From: Michael Schöberl on 11 May 2006 04:18 Marko S schrieb: > How do i calculate sqrt(a^2 + b^2) in synthesizable VHDL? > The signals a and b are 32 bit signed fix point numbers (std_logic_vector > (31 downto 0)). how accurate? how fast? latency? a table with 64 Bits input, 32 Bits output will not fit into an FPGA (but if you need the result with low latency, you might store some precomputed data in an external ram) or you could do something like max(a, b) + 0.5*min(a,b) ... and add a newton raphson stage? just for the sqrt(x) I once worked an idea to take len=ceil(log_2(x)) by counting the length of x (leading 0s) ... then you shift x>>(len/2) or something (+1?) ... this worked as a good approximation and I added only one or two stages of a newton-raphson The second approach was better in the first stage but uses more cycles/ressources ... I'm not sure if the ressources balance on an FPGA I did it for a TI-DSP - look at the thread "sqrt on C6414 DSP" on comp.dsp bye, Michael
From: Ad on 11 May 2006 04:38 Marko a cordic algorithim in vectroing mode will calcualtes sqrt(a^2 - b^2) which i am sure you can manipulate to get sqrt(a^2+b^2) by using signed numbers and making b the negative (-6 as opposed to 6) have a look at Ray Andrakas, survey of CORDIC algorithms for FPGA based computers for infor on cordics, opencore.org also have a the vhdl for a synthesisable cordic.

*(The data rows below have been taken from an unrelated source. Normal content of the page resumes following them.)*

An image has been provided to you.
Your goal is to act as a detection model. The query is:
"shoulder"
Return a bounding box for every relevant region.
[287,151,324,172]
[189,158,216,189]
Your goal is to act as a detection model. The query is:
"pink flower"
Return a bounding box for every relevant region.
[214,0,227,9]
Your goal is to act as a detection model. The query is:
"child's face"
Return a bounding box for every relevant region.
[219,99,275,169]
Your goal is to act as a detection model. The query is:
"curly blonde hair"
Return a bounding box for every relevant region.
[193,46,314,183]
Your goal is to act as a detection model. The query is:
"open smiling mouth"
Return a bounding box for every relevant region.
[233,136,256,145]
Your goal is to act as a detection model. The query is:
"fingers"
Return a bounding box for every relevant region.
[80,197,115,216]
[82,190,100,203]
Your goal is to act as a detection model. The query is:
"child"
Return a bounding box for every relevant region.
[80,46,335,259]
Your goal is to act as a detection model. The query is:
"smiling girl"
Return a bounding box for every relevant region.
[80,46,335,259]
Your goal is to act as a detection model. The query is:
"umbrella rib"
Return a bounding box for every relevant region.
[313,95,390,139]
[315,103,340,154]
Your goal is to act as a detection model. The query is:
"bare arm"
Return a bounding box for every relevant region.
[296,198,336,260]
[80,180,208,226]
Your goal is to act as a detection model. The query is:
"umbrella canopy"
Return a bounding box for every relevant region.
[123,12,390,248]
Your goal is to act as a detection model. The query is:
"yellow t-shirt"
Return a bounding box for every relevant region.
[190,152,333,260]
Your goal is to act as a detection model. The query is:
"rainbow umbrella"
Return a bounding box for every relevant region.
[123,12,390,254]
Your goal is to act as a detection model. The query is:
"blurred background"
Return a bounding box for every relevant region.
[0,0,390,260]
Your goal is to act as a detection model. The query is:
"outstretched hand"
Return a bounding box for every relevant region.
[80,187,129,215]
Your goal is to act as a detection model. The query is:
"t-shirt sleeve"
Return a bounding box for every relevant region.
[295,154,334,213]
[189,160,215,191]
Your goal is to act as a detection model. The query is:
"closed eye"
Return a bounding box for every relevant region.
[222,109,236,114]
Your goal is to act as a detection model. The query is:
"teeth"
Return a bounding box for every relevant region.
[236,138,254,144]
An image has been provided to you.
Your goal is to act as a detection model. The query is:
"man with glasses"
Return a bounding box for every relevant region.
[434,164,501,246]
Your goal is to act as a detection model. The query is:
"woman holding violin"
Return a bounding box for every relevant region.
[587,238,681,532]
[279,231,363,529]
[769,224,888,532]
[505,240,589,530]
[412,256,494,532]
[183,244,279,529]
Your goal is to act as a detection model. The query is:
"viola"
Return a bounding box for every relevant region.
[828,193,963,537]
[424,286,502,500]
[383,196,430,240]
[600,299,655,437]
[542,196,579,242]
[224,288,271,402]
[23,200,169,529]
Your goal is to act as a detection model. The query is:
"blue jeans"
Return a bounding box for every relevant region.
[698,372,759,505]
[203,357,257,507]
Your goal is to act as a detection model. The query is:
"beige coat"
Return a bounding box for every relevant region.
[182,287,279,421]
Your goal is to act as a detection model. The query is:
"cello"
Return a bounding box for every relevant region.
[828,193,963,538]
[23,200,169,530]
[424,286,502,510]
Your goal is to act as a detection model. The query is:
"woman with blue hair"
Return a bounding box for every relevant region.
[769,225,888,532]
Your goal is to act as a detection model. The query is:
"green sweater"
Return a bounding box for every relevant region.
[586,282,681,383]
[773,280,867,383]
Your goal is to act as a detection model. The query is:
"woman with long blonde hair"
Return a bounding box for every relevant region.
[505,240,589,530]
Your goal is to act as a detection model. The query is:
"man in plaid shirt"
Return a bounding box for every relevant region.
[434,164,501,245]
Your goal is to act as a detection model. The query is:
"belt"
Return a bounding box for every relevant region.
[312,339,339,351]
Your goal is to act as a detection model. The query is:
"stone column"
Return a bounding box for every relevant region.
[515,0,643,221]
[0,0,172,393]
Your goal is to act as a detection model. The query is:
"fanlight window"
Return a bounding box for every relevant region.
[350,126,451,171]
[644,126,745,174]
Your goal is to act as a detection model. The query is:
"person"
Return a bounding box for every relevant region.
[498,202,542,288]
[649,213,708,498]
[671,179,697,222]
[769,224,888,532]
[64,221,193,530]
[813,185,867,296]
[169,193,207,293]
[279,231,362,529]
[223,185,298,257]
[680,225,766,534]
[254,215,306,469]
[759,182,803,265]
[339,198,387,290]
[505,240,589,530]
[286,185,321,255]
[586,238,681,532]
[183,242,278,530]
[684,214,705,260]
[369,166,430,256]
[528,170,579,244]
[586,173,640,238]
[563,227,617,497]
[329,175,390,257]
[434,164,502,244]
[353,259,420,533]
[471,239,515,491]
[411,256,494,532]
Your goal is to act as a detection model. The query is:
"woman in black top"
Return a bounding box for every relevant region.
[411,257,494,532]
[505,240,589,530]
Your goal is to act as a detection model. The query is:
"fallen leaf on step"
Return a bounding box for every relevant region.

I ve just finished writing a excel function that performs the function of a cordic if you want the vb for that then let me know and you can have it test out your application before coding it. good luck Adam
From: Kolja Sulimma on 11 May 2006 04:41 Marko S schrieb: > How do i calculate sqrt(a^2 + b^2) in synthesizable VHDL? If you really need the results in random order, use cordic. But often you can rearrange your computations to get away without the root. That is your application? Do you want to draw circles? Kolja Sulimma
From: Ad on 11 May 2006 04:52
corerction the sqrt(a^2 - b^2) is for gven during the hyperbolic extension, a normal cordic algorithim will provide sqrt(a^2 + b^2) sorry about that Ad |